The other end of the line held a very specific tight silence. The kind Colt could see in his head — the stims and nervous movements that held Ryland together in the moments he felt afraid. 

“Hey,” Colt said. 

Look at that, he can speak. 

An exhale of relief replied. 

“Hey,” Ryland replied. His voice was doing that wet thing that heralded tears. “We— the feeds went down. And then you weren’t answering, and—” 

Colt interrupted him, “I’m here.” 

“Yes,” Ryland said. “I— Are you okay?” 

What a question. 

Ryland usually knew better than to ask Colt questions. Especially ones Colt could just answer with a yes. Ryland would know he was lying, and then they would have to go around the whole thing twice. And honestly? Colt listened to that quiet restlessness coming from Ryland’s end and—

He looked over at the empty half of the cockpit.

“Jody’s in medical.” 

A much different silence followed before Ryland finally sighed. “Oh, Colt…” 

Colt could hear the med team gathering around the entry to the cockpit. “She’s stable. I know she’s stable.” 

“Okay,” Ryland said. 

Colt and Ryland waited in silence for a moment.
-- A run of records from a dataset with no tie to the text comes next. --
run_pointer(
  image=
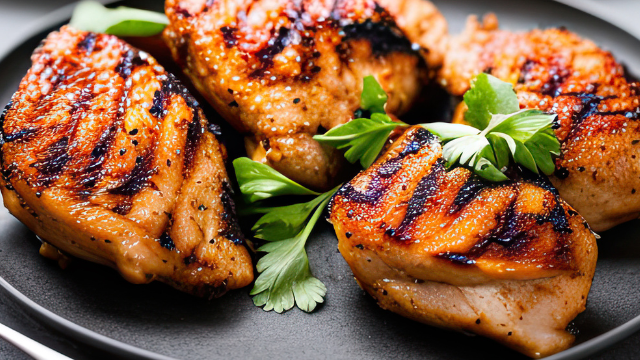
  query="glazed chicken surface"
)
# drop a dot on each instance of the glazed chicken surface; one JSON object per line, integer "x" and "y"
{"x": 598, "y": 108}
{"x": 510, "y": 261}
{"x": 108, "y": 158}
{"x": 280, "y": 71}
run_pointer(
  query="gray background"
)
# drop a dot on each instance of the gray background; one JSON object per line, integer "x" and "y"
{"x": 17, "y": 17}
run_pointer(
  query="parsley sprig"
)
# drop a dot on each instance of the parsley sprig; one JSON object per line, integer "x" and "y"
{"x": 499, "y": 133}
{"x": 121, "y": 21}
{"x": 285, "y": 278}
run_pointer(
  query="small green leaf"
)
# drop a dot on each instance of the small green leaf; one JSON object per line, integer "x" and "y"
{"x": 447, "y": 131}
{"x": 487, "y": 170}
{"x": 500, "y": 149}
{"x": 521, "y": 125}
{"x": 259, "y": 181}
{"x": 365, "y": 138}
{"x": 285, "y": 222}
{"x": 121, "y": 21}
{"x": 523, "y": 157}
{"x": 373, "y": 96}
{"x": 488, "y": 96}
{"x": 285, "y": 278}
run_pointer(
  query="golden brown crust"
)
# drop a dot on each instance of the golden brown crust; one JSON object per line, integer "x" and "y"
{"x": 416, "y": 234}
{"x": 598, "y": 109}
{"x": 108, "y": 157}
{"x": 282, "y": 71}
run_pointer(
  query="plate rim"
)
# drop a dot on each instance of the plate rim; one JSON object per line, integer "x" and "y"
{"x": 116, "y": 347}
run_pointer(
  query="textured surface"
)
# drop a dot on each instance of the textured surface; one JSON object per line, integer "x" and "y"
{"x": 350, "y": 324}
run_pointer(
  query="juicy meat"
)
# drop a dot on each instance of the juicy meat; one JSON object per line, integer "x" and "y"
{"x": 108, "y": 158}
{"x": 598, "y": 109}
{"x": 282, "y": 71}
{"x": 510, "y": 261}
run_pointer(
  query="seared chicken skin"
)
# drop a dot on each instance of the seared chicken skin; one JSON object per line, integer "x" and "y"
{"x": 598, "y": 108}
{"x": 108, "y": 158}
{"x": 510, "y": 260}
{"x": 280, "y": 71}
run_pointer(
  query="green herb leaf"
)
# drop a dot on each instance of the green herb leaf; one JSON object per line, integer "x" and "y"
{"x": 365, "y": 138}
{"x": 285, "y": 278}
{"x": 285, "y": 222}
{"x": 121, "y": 21}
{"x": 488, "y": 96}
{"x": 525, "y": 136}
{"x": 373, "y": 96}
{"x": 259, "y": 181}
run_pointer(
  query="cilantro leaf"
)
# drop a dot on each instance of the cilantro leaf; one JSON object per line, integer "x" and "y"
{"x": 373, "y": 97}
{"x": 121, "y": 21}
{"x": 525, "y": 136}
{"x": 285, "y": 222}
{"x": 488, "y": 96}
{"x": 365, "y": 138}
{"x": 259, "y": 181}
{"x": 285, "y": 278}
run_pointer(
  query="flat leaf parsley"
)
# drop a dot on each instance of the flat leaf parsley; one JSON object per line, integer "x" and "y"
{"x": 285, "y": 278}
{"x": 500, "y": 131}
{"x": 121, "y": 21}
{"x": 364, "y": 137}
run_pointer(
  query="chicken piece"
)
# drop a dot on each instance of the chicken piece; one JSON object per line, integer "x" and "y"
{"x": 554, "y": 70}
{"x": 510, "y": 260}
{"x": 281, "y": 71}
{"x": 108, "y": 158}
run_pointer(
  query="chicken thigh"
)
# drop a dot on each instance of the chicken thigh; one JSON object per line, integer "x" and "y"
{"x": 510, "y": 261}
{"x": 598, "y": 107}
{"x": 281, "y": 71}
{"x": 108, "y": 158}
Just the sound of breathing over the faint ambiance of the science bay: the ventilation hum, equipment doing its work, the muttering of whoever else was in the lab. 

“Do you want me to come to the docking bay, or—”
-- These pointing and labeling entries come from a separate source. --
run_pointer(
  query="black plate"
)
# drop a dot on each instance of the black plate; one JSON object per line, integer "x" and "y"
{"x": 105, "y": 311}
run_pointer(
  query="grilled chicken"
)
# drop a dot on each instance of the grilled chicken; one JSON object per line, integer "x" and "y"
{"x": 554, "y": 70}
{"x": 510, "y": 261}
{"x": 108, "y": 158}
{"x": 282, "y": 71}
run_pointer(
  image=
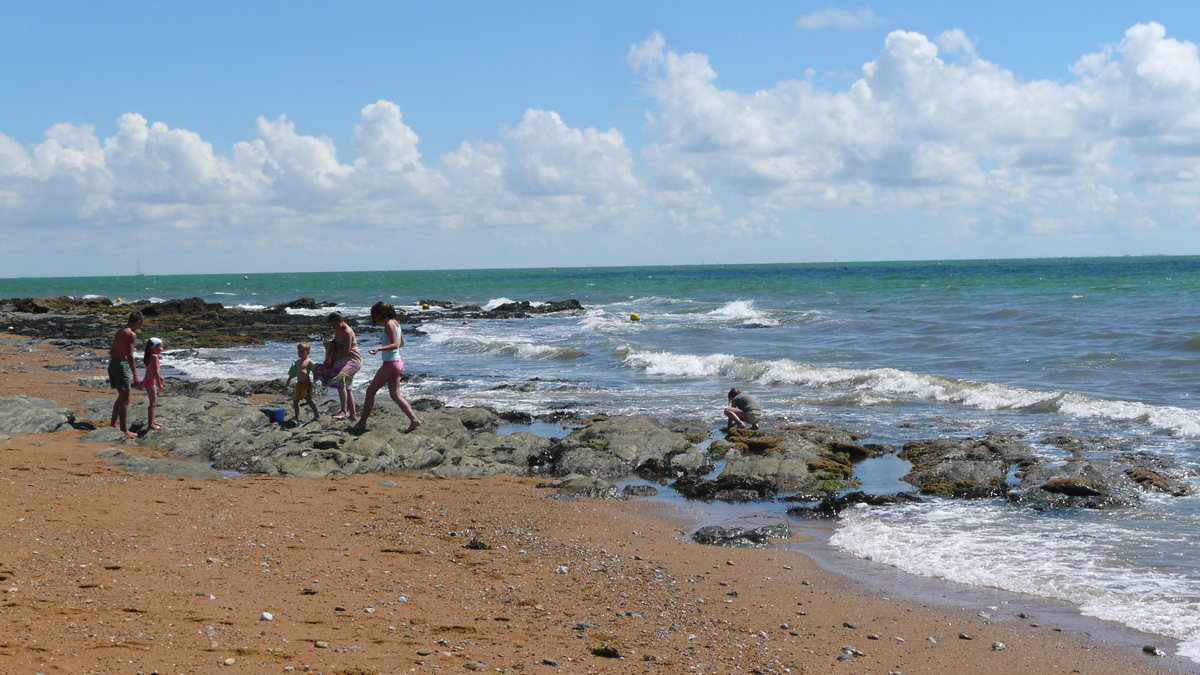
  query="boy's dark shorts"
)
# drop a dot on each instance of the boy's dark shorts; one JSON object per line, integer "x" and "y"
{"x": 120, "y": 377}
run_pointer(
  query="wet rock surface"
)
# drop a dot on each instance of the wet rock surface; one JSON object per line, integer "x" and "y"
{"x": 761, "y": 464}
{"x": 195, "y": 322}
{"x": 27, "y": 414}
{"x": 214, "y": 422}
{"x": 832, "y": 505}
{"x": 741, "y": 537}
{"x": 966, "y": 467}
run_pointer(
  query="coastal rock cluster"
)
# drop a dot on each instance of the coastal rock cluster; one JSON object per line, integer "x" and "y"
{"x": 193, "y": 322}
{"x": 214, "y": 426}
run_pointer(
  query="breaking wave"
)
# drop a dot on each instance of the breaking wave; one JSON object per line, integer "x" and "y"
{"x": 888, "y": 384}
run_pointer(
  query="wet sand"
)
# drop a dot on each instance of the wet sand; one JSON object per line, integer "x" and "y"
{"x": 103, "y": 571}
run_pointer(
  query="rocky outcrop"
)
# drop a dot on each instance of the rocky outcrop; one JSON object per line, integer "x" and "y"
{"x": 25, "y": 414}
{"x": 622, "y": 446}
{"x": 741, "y": 537}
{"x": 211, "y": 422}
{"x": 796, "y": 458}
{"x": 195, "y": 322}
{"x": 967, "y": 467}
{"x": 832, "y": 505}
{"x": 574, "y": 487}
{"x": 1095, "y": 483}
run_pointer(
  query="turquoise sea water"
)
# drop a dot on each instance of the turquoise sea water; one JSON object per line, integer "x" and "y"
{"x": 903, "y": 351}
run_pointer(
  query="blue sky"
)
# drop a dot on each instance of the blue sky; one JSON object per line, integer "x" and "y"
{"x": 297, "y": 136}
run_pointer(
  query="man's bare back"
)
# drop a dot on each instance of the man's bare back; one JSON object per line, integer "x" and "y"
{"x": 124, "y": 344}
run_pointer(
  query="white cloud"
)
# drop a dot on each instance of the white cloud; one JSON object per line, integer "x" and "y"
{"x": 555, "y": 159}
{"x": 840, "y": 18}
{"x": 383, "y": 141}
{"x": 922, "y": 132}
{"x": 1115, "y": 145}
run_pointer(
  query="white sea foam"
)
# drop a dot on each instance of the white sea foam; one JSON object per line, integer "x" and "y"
{"x": 743, "y": 311}
{"x": 1079, "y": 561}
{"x": 354, "y": 311}
{"x": 474, "y": 339}
{"x": 899, "y": 384}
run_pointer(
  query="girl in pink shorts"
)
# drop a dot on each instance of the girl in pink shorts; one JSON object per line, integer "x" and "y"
{"x": 153, "y": 381}
{"x": 389, "y": 371}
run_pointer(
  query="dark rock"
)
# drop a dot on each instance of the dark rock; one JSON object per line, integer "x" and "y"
{"x": 1095, "y": 484}
{"x": 1153, "y": 481}
{"x": 616, "y": 447}
{"x": 27, "y": 414}
{"x": 575, "y": 487}
{"x": 168, "y": 467}
{"x": 640, "y": 490}
{"x": 726, "y": 488}
{"x": 741, "y": 537}
{"x": 833, "y": 505}
{"x": 967, "y": 467}
{"x": 187, "y": 306}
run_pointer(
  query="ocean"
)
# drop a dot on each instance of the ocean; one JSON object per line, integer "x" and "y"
{"x": 1095, "y": 347}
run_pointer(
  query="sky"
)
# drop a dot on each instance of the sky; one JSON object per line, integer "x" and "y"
{"x": 235, "y": 137}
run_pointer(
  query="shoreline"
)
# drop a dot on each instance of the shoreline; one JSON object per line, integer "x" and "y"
{"x": 65, "y": 503}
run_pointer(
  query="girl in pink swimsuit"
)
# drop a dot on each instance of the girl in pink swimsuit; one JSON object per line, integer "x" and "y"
{"x": 389, "y": 371}
{"x": 153, "y": 381}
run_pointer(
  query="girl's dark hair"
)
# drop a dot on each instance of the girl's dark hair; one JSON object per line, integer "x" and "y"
{"x": 383, "y": 310}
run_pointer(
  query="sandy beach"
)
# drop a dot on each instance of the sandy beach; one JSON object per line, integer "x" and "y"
{"x": 103, "y": 571}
“No, the med team is waiting for me. I probably have a debrief to get on with.” Colt trailed off, his eyes wandering back to Jody’s dangling harness. 

“Okay.” Ryland said. 

Colt knew that meant: “I’m coming anyway” and couldn’t help but feel grateful. 

Ryland always knew what he really meant. Twenty-eight years… you would think Colt would be used to it. But Ryland still managed to surprise him with the way he knew the end of sentences Colt didn’t even know how to start. 

“Go see medical, I’ll find you.” 

Colt was glad to note the fear finally leaving Ryland’s voice. 

“Yeah,” Colt said.

“Colt?”

“Yeah?”

“I’m glad you’re okay.” 

Colt looked at the empty cockpit and the swinging harness and the place Jody had been. He thought about the drawer he filed everything into. He thought about how full it was getting. 

“Me too,” He said. It didn’t sound convincing, even to himself. 

Ryland hummed, a disbelieving noise. But Colt ended the call before it could resolve itself. 

He let himself breathe for thirty seconds.

The med team was still waiting just outside for him.

But he could take a moment.

He finally finished disconnecting himself from his gear. He let the medical team handle the rest.